Love is supreme; it stands above all other virtues, because it rebaptizes prudence, as Josef Pieper argues (The Four Cardinal Virtues, 10–11). This love-infused-prudence looks like folly, foolishness, and a stumbling block to natural people (1 Cor 1:18, 23). Only those indwelled with the Spirit of God, spiritual people, can discern the mysteries of God (1 Cor 2:6–16).
Thus, the love poured into our hearts not only unites us to God and others, as Maximus has argued, but it also leads us to use infused prudential reasoning to do what seems foolish to those who are merely natural. It means we might lay down our lives for others, even our enemies (Rom 5:8–10). This love and laying down of life in the Christian form of courage (i.e., martyrdom) looks like nonsense to natural prudential reasoning. The cross is folly to the Greeks.
This correlation of nature and grace in the virtues or gifts of God plays little to no role in Wolfe’s Christian Nationalism. And the book is impoverished for that reason, since Wolfe’s vision of a Christian Nation prevents other Christians from even immigrating to that nation if they differ too much from that Christian nation. Dionysius says love is “a unitive and concretive virtue” (Divine Names §15.180). Wolfe says Christian nations should exclude the other if they differ too much.

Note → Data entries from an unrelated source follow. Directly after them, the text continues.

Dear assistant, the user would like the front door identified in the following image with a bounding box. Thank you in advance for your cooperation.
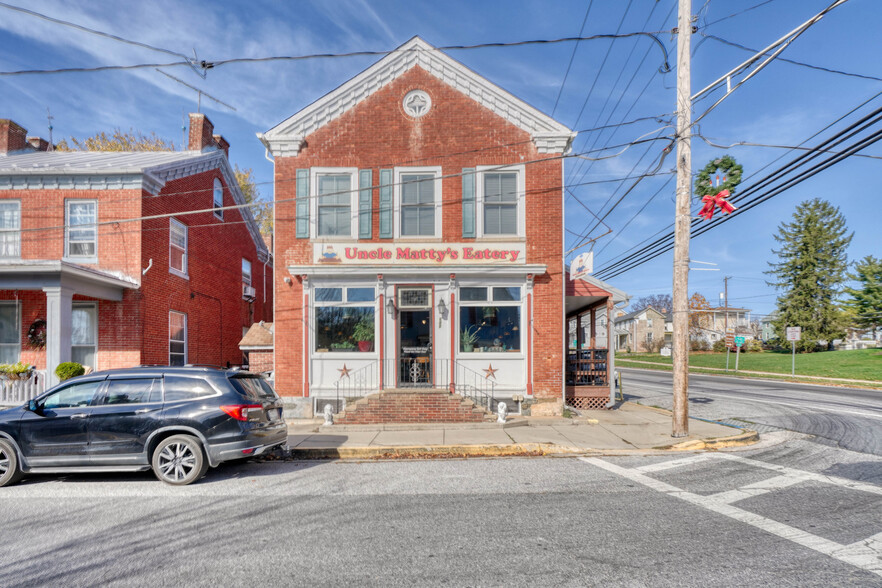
[397,287,433,387]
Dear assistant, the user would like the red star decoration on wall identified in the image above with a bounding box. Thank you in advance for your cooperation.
[483,364,498,380]
[338,364,351,379]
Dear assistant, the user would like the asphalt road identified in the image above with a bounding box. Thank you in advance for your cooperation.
[1,442,881,587]
[620,368,882,456]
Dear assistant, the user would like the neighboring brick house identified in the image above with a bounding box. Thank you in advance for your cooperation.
[613,307,667,352]
[259,36,575,418]
[0,114,271,386]
[239,321,274,373]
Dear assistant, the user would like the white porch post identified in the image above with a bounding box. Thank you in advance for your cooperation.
[43,286,74,387]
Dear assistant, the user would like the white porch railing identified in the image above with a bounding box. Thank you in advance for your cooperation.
[0,370,47,405]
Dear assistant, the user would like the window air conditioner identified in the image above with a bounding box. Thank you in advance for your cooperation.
[243,285,257,298]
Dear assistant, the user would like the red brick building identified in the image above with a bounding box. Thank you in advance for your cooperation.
[260,37,578,418]
[0,114,271,387]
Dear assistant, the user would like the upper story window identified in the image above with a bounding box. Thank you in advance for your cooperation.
[65,200,97,260]
[395,167,441,238]
[317,174,352,237]
[476,165,525,238]
[242,258,252,286]
[169,219,187,277]
[213,178,224,220]
[0,201,21,258]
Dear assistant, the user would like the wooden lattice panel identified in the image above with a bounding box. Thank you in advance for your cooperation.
[566,395,610,410]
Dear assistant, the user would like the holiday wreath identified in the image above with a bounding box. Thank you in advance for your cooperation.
[27,319,46,349]
[694,155,743,221]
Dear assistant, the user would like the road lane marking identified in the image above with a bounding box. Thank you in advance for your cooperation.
[707,474,810,504]
[580,457,882,577]
[635,454,713,473]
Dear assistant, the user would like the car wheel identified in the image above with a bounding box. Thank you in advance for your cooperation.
[0,439,23,487]
[152,435,208,486]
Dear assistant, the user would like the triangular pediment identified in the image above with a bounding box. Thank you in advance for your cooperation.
[258,36,575,156]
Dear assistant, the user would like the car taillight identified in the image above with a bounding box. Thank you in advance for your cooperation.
[220,404,263,421]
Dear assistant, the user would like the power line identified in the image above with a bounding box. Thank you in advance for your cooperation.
[0,33,672,77]
[699,0,779,28]
[552,1,594,116]
[700,33,882,83]
[0,1,205,78]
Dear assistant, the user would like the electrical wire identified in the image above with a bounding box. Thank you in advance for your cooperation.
[699,0,779,29]
[552,1,594,116]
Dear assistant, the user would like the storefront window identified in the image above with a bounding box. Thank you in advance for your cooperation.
[459,286,521,352]
[315,287,375,352]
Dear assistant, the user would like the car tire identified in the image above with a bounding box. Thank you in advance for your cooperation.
[0,439,23,487]
[151,435,209,486]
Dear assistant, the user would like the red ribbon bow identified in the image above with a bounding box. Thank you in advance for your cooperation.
[698,189,736,221]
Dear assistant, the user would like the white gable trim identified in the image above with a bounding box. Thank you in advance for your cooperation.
[258,36,575,156]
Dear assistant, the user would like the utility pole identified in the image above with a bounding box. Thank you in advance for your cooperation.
[671,0,692,438]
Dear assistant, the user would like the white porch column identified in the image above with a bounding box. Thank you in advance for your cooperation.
[43,286,74,387]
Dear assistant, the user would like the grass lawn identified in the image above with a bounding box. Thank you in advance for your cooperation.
[617,348,882,382]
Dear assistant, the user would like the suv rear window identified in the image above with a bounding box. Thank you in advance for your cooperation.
[230,376,278,400]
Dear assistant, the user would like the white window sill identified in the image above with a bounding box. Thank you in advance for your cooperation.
[63,256,98,264]
[169,268,189,280]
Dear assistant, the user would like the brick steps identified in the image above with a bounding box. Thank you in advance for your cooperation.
[335,388,494,424]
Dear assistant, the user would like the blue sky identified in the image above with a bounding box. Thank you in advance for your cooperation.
[1,0,879,318]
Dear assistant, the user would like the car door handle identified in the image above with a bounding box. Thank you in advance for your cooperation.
[134,408,153,414]
[70,413,88,419]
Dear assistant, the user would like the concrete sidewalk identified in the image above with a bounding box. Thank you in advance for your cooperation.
[283,402,758,459]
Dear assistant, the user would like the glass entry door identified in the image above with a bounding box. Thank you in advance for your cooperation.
[397,288,433,387]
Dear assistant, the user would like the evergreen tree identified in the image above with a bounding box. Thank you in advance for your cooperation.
[845,255,882,336]
[766,198,852,352]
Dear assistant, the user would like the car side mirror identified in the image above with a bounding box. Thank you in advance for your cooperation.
[27,399,38,412]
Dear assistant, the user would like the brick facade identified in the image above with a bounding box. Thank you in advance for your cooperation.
[267,39,572,417]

How can the body politic so conflict with the love of God in the body of Christ? This question bears special reflection since I am not here denying a nation’s ability to control immigration by its own criteria.
But I am attempting to show how Wolfe has not well articulated the correlation of nature and grace when it comes to the virtues and especially their application to the body of Christ and to the Christian Nation.
The hidden character of the church’s political society, which Christ realizes in us at his return, becomes in Wolfe’s book realized in the Christian Nation. And in that realization, it becomes impoverished, since the restored task of Adam in the Christian Nation does not presage the city of God of the New Adam. That the church alone does.
I am not a Christian Nationalist because Wolfe’s Christian Nationalism lacks biblical support, has no ecclesiology, attributes to the family what belongs to the church, and does not account for the theological virtues of faith, hope, and love.